- 925 N Main St. Dayton, Ohio 45405

Information
- Type: Private Christian Classical
- Established: 1998
- School district: Montgomery County, located in the city of Dayton
- President: Rev. Wayne McNamara
- Head of school: Dss. Michelle Caldwell
- Faculty: 20 (8 bachelors, 12 masters)
- Grades: 1-12
- Colors: black, red, white
- Athletics: Men's and Women's fall basketball fall inter scholastic soccer spring intramural soccer martial arts Cheer
- Athletics conference: OVCC - Ohio Valley Christian Conference https://www.ovccsports.com/
- Mascot: Sabers
- Affiliation: Christ the King Anglican Church
- Information: (937) 224-8555
- Website: http://www.dominionacademy.org

= Dominion Academy of Dayton =

Private school in the US

Dominion Academy of Dayton is a college preparatory school for grades K-12 providing a classical education based on the Bible, reason, and Tradition. It was founded in 1998 by Fr. Wayne and Sandy McNamara as a ministry of Christ the King Anglican Church. It offers a classical philosophy of education combined with small class sizes, a collegiate-model schedule and opportunities for academic mentoring and intervention. As of 2016, Dominion Academy is a non-public charter school receiving EdChoice vouchers

The school is characterized by a robust liberal arts core. For example, to graduate, students must take Rhetoric and must act in a Shakespeare comedy. AP and Honors classes are offered. Classes such as Engineering and Robotics are available for STEM oriented students. For high schoolers, the school organizes a Senior Ball each spring; students take ballroom dancing classes in order to prepare. The high school also has a chapter of the National Honor Society as well as Student Government. The school partners with Education First (EF) Tours to offer bi-annual overseas tours.

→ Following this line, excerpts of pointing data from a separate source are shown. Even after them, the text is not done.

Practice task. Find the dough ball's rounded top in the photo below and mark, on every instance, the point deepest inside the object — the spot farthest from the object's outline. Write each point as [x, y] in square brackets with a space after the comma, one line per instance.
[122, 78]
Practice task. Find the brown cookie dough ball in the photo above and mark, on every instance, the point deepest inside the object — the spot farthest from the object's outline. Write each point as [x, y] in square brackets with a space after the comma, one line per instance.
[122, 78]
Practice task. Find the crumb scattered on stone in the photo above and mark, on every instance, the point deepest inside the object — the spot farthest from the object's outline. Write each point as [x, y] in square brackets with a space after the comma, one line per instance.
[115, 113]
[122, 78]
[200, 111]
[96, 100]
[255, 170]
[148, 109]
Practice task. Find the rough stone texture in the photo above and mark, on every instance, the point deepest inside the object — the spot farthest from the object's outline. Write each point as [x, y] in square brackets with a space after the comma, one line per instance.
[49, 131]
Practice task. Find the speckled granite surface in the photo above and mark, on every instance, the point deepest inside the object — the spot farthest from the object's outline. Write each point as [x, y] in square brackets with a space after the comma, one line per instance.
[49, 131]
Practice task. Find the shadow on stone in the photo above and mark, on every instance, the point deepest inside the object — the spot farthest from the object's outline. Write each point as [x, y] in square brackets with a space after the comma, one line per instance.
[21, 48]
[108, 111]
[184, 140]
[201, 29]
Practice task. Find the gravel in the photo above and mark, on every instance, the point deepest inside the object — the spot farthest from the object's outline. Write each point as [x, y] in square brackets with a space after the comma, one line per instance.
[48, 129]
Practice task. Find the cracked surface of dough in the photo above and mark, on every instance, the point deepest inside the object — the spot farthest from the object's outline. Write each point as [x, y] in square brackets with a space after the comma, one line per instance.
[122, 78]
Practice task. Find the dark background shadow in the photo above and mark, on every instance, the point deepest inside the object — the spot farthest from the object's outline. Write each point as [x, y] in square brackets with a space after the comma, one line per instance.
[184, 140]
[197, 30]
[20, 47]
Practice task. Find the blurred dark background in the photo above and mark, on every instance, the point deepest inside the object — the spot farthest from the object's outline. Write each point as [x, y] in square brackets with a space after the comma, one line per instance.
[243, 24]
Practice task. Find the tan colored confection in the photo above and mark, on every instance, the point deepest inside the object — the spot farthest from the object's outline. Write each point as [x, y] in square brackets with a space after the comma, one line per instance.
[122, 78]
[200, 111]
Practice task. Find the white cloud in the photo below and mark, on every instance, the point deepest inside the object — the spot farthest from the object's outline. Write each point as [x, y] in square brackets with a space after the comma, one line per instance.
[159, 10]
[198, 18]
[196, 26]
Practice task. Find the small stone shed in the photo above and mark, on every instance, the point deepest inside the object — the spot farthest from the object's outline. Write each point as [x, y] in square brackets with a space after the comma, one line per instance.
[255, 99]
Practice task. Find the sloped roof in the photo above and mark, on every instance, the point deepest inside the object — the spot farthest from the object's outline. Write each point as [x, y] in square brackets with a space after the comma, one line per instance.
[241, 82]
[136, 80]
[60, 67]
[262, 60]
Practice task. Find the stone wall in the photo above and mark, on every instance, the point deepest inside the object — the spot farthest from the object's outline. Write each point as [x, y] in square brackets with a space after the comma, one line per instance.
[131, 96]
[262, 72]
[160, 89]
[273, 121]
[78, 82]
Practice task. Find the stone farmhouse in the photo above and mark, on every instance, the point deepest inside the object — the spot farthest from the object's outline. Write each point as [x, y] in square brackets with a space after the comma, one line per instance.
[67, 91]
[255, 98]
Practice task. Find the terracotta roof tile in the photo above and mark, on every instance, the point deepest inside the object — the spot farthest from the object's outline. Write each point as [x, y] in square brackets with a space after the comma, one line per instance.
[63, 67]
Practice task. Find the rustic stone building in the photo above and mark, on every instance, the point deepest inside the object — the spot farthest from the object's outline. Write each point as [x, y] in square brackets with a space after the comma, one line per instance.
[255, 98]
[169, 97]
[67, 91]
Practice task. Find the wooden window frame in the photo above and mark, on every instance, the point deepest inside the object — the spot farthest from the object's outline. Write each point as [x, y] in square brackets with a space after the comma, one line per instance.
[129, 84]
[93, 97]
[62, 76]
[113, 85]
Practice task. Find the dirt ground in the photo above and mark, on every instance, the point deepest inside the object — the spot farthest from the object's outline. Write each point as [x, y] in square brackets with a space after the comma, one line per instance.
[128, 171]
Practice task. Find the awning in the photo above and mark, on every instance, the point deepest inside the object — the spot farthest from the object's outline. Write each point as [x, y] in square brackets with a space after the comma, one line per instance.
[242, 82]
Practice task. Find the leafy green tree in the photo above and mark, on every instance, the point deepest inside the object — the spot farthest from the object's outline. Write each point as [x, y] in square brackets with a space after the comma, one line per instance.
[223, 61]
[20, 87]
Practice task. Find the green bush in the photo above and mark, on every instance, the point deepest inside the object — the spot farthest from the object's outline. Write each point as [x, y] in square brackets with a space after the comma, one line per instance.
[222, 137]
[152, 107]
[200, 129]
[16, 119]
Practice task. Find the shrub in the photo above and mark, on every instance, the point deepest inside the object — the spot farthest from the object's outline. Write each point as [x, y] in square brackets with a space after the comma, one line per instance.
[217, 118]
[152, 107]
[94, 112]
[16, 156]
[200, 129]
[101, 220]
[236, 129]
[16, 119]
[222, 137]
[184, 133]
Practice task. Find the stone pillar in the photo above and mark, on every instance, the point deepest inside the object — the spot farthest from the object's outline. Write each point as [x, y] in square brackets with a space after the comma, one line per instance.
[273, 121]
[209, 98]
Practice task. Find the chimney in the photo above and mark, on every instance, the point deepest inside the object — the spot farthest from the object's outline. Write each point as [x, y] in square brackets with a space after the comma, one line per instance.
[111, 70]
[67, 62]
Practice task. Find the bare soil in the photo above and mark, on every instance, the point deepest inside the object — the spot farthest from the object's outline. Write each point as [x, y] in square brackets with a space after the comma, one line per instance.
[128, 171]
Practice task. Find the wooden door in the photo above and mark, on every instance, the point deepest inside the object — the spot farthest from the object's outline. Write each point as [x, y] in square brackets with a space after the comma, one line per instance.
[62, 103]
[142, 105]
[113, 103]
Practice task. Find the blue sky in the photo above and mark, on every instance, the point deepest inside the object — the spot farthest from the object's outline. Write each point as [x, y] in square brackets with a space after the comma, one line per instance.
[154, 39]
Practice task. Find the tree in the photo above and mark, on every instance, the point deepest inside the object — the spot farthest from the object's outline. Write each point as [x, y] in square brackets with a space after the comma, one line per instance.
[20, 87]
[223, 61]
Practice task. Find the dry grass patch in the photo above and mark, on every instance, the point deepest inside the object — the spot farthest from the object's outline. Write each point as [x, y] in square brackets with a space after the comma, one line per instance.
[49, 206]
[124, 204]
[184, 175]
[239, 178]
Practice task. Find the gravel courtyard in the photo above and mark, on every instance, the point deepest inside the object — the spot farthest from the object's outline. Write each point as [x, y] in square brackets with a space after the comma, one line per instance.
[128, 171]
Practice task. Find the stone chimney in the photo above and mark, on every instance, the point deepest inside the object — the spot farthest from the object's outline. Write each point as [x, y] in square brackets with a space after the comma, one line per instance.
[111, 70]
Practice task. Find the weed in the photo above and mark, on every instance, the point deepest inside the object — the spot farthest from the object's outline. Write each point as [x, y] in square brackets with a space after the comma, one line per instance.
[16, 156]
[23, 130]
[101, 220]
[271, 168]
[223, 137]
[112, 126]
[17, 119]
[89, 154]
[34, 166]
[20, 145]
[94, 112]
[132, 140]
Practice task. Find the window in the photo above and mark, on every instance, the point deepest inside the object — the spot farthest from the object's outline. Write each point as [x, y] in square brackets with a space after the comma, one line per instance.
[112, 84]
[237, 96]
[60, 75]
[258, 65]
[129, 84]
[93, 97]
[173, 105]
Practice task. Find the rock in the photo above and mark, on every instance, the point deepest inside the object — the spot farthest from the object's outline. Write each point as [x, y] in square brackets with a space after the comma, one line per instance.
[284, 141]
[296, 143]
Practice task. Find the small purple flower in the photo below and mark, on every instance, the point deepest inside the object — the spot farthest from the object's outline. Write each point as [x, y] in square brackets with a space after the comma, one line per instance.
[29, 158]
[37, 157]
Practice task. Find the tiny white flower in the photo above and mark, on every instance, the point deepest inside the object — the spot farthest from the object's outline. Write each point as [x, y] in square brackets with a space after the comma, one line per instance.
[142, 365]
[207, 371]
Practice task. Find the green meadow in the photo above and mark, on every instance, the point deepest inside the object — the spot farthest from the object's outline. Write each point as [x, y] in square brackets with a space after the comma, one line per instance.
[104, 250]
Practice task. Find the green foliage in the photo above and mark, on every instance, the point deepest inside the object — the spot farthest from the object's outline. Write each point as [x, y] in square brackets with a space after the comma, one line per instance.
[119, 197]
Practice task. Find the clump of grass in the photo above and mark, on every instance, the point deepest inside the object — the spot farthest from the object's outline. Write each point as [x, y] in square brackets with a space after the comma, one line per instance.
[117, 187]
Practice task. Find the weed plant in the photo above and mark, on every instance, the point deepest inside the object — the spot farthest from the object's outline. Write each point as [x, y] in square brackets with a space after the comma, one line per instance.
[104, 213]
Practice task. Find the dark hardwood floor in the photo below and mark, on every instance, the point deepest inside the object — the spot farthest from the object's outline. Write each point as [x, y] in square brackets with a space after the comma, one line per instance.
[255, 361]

In 2014, the school introduced the Cathedral School for K through 8th graders. The program is completely flexible – allowing families to select various scheduling options for their student, whether the minimum of one class or a full-time, five-day schedule. The components of the school are named after architectural elements in a cathedral: portals, vaults, buttresses, and the spire.

In 2014, 4 out of 7 DA graduates received full rides to college. Therefore, in the last 3 years, 20 out of 35 graduates have received full rides.